Salsa Verde Enchilada Pie
Yields: 6 serving(s)
Prep Time: 15 mins
Total Time: 35 mins
Ingredients
Cooking spray
- 1 c.
store-bought salsa verde
- 3/4 c.
sour cream
- 2
bunches fresh cilantro (about 4 cups, including stems), plus more for sprinkling
Kosher salt and freshly ground black pepper
- 4 c.
shredded rotisserie chicken
- 2
scallions, thinly sliced
- 6 oz.
Monterey Jack cheese, grated (about 1 1/2 cups), divided
- 5
corn tortillas, cut into quarters
White onion, finely chopped, for sprinkling
Directions
- Step 1-Lightly oil 6 8-ounce ramekins with cooking spray. Puree salsa, sour cream, and cilantro in a blender until smooth, 20 to 30 seconds. Season with salt and pepper.
- Step 2-Spread 1 tablespoon sauce on bottom of each ramekin. Transfer remaining sauce to small bowl. Add chicken, scallions, and 1 cup cheese, and toss to combine. Season with salt and pepper.

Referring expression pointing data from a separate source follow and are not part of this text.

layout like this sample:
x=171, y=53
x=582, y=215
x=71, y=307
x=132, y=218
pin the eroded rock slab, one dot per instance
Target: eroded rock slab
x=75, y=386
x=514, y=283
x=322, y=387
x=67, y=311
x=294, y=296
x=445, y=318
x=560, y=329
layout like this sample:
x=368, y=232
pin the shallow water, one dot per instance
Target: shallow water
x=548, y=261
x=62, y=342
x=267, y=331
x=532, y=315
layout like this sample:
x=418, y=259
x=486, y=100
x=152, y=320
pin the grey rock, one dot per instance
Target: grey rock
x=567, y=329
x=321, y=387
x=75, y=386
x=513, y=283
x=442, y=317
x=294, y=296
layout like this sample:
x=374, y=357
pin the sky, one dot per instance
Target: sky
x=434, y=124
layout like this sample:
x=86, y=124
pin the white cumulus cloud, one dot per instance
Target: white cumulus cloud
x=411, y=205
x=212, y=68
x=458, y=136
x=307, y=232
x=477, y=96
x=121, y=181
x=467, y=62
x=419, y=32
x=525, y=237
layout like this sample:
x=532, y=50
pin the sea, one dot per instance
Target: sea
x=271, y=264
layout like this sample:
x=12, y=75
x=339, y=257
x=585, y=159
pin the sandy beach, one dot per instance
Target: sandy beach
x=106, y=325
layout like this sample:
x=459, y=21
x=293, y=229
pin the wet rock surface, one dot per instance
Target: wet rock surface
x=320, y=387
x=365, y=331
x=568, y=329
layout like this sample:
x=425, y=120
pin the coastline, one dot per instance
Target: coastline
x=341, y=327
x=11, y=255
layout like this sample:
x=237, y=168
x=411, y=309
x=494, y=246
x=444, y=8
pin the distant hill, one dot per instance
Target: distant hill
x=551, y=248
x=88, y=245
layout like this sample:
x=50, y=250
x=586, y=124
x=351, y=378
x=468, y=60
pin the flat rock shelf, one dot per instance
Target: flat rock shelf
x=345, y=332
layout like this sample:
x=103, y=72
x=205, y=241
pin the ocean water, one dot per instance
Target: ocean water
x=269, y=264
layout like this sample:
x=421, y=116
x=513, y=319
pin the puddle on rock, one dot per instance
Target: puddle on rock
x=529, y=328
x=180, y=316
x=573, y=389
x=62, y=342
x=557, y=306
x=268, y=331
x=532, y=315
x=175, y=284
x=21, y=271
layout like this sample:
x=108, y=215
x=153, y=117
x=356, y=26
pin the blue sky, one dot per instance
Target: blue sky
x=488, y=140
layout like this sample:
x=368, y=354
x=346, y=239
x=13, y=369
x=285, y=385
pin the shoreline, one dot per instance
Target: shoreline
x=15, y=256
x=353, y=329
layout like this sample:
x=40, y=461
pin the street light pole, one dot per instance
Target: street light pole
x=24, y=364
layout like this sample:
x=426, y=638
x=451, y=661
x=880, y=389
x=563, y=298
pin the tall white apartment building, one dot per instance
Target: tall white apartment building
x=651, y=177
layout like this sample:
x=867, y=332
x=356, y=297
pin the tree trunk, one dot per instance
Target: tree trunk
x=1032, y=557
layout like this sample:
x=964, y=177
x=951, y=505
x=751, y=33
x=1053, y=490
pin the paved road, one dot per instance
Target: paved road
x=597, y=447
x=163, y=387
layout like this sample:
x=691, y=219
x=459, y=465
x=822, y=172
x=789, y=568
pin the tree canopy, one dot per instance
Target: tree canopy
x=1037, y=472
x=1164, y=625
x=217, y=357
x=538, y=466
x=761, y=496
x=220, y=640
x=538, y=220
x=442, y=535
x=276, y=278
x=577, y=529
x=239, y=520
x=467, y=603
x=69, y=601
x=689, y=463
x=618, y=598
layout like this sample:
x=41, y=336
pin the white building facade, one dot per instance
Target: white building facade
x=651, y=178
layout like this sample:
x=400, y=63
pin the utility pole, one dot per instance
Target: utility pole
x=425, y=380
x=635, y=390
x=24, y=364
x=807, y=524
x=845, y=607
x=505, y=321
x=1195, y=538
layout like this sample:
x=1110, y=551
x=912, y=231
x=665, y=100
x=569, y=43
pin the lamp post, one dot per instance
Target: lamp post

- Step 3-Place 1 tortilla quarter on top of sauce in each ramekin. Top with 1/3 cup chicken mixture and 1 more tortilla quarter. Repeat with another 1/3 cup chicken mixture and 1 more tortilla. Top with 2 tablespoons chicken mixture and 2 tablespoons cheese.
- Step 4-Preheat air fryer to 400°F. Cut 6 foil squares and lightly oil bottom side with cooking spray. Cover each ramekin with 1 foil square. Air fry in batches, until warmed through, 4 to 6 minutes. Serve sprinkled with onion and cilantro.